Movie Review: Another Antonioni Masterpiece
Summary: 5 Stars

While "L'Avventura" was a film about mystery, and about the discovery of mystery in our lives, this follow-up is darker, stressing the loss of mystery--along with the loss of love and of value in life. Like "L'Avventura," it's supremely beautiful to look at, and it also focuses on the Italian upper-class world of the early 60s. Here, Marcello Mastroianni plays a celebrated novelist who's in the process of burning out, and Jeanne Moreau is his wife--who's burning out too, but unlike him, she's aware of it. She (and he, to a lesser extent) embarks on a sort of odyssey of self-discovery in the course of a day and night; among the many brilliant episodes is a long night party at the home of a millionaire (who, we learn, "collects" intellectuals such as the novelist, and then seeks to buy them). The millionaire's speeches are brilliantly written, as he gradually caricatures himself, and as he implicates the intelligentsia in the process of emptying that the modern world is rapidly accomplishing. Moreau herself has never been more expressive--well, maybe in "Jules and Jim"--and Mastroianni is also at his best. As if that pairing weren't enough, about two-thirds of the way through we meet the magnificent Monica Vitti, playing the 18-year-old daughter of the millionaire, and giving endless shadings to her character--as she usually does.
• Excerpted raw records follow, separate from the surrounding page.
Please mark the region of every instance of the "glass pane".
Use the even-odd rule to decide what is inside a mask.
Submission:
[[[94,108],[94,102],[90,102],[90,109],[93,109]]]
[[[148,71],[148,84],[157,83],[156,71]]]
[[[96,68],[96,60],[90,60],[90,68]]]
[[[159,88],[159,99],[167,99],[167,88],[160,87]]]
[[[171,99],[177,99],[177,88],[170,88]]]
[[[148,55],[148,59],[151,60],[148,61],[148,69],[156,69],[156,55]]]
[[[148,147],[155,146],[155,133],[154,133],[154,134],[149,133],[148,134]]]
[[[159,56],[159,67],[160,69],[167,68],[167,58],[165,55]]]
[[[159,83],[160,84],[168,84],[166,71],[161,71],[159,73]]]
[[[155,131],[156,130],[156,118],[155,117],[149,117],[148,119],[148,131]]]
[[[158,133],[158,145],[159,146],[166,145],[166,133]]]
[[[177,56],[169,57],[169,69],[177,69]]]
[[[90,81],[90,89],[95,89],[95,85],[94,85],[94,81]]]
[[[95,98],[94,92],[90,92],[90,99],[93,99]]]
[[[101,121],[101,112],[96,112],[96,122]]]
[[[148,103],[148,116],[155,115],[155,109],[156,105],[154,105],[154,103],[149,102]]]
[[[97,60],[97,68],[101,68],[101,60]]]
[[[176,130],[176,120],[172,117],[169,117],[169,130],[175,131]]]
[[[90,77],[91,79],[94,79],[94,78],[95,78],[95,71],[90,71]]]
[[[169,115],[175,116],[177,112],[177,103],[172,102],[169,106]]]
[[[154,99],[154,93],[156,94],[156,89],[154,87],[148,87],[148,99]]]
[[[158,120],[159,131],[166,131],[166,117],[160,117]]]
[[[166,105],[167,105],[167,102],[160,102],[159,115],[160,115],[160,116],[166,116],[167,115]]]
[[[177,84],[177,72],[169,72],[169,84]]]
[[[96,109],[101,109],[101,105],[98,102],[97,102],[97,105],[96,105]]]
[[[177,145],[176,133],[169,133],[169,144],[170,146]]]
The DVD is good, though not as good as it might have been. The film is letterboxed, and the image is good and crisp. The subtitles are good, but often bits of dialogue aren't translated, especially bits in the party scenes. There are very few extras, but the filmographies are good. The DVD promises weblinks, but the main link is to the Internet Movie Database, which anybody likely to watch this film will probably have bookmarked long ago. Still, for anyone interested in Antonioni, or in the greatest films of the era, this is well worth the purchase price.